Additionally, the auto shop claims Fouerti and Rybak began interior demolition of 2011 Third Avenue without a proper permit — city records show a partial interior demolition permit was issued. filed in June — and that the Buildings Department has repeatedly flagged the work as “illegal and unsafe construction.”

Still, workers at the site violated multiple stop work orders, the suit alleges, and racked up $45,000 in fines. A Ministry of Buildings complaint filed in July claims a crew removed a stop work sign and began work.

Then, early last month, the store discovered that its internet and phone service had been cut off near the side of the building that borders Third Avenue 2011 and developers had sealed off the roof with two-by-fours, preventing a Spectrum crew from restore service.

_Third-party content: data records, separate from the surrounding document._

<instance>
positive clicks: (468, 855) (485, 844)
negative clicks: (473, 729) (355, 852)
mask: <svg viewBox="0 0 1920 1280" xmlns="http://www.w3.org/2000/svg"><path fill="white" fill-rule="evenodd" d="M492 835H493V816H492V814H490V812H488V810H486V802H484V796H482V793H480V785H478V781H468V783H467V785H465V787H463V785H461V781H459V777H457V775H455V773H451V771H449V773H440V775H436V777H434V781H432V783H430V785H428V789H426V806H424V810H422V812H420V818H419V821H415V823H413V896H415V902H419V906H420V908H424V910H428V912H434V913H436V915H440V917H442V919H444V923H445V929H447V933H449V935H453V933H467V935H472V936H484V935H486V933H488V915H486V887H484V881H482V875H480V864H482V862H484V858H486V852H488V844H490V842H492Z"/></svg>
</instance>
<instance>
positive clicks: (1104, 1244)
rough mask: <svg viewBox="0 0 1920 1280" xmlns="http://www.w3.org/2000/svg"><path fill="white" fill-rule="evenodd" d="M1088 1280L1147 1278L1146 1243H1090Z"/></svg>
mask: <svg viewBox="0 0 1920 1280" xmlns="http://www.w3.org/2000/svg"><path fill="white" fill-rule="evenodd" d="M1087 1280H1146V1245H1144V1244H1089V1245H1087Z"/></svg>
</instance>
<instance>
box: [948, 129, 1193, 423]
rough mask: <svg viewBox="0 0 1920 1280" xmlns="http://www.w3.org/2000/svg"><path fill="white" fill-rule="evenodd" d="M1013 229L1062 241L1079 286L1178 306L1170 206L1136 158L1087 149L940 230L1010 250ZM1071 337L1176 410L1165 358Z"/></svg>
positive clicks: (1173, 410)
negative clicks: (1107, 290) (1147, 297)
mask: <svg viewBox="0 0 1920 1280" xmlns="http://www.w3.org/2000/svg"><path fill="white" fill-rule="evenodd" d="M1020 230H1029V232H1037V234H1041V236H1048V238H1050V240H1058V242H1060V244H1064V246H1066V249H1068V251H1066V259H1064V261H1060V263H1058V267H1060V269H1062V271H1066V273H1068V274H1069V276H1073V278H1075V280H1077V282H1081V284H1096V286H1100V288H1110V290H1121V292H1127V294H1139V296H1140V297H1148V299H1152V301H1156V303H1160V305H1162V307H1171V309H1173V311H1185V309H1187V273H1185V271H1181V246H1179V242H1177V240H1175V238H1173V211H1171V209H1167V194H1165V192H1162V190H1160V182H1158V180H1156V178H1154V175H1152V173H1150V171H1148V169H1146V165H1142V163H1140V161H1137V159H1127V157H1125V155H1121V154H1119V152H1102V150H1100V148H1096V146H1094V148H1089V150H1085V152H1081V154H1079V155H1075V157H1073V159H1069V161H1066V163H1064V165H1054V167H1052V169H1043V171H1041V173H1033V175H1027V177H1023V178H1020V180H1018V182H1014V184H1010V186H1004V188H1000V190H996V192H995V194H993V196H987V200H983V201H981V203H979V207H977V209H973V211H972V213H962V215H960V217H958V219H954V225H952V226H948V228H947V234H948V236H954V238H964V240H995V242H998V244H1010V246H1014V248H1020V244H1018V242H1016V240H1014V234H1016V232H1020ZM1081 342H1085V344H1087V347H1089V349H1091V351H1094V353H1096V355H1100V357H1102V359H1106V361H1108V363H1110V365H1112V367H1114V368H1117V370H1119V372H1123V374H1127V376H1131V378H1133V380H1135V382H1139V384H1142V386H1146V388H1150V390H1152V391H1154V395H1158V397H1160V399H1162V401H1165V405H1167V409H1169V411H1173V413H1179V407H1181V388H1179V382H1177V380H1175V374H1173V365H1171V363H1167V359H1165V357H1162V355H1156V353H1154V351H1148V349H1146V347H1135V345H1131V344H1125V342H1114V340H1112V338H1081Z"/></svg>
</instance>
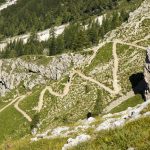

Prestige says that without internet and phone access, it was forced to close for five days,
resulting in a loss of business of $50,000.

Even before Fouerti and Rybak became involved with the site, the complaint alleges that the former owner, AK Properties Group, had tried to pressure Prestige into terminating its lease.

Prestige renewed its lease agreement in early 2020, extending its lease until August 2028. This agreement overturned a provision that would have allowed the landlord to terminate the lease based on an intention to sell the property, according to the pursuit.

But in June 2021, AK attempted to do just that. He then sent Prestige a certificate of estoppel – a document clarifying the terms of the lease – in September. However, the auto shop refused to sign the certificate before the building was sold, the complaint states.

The auto shop has now asked the court to restrain Fouerti and Rybak from engaging in further acts of harassment and is seeking a civil penalty of $50,000, compensatory damages of at least $100,000 and $25,000 in attorney’s fees.

Neither Fouerti nor Rybak responded to a request for comment.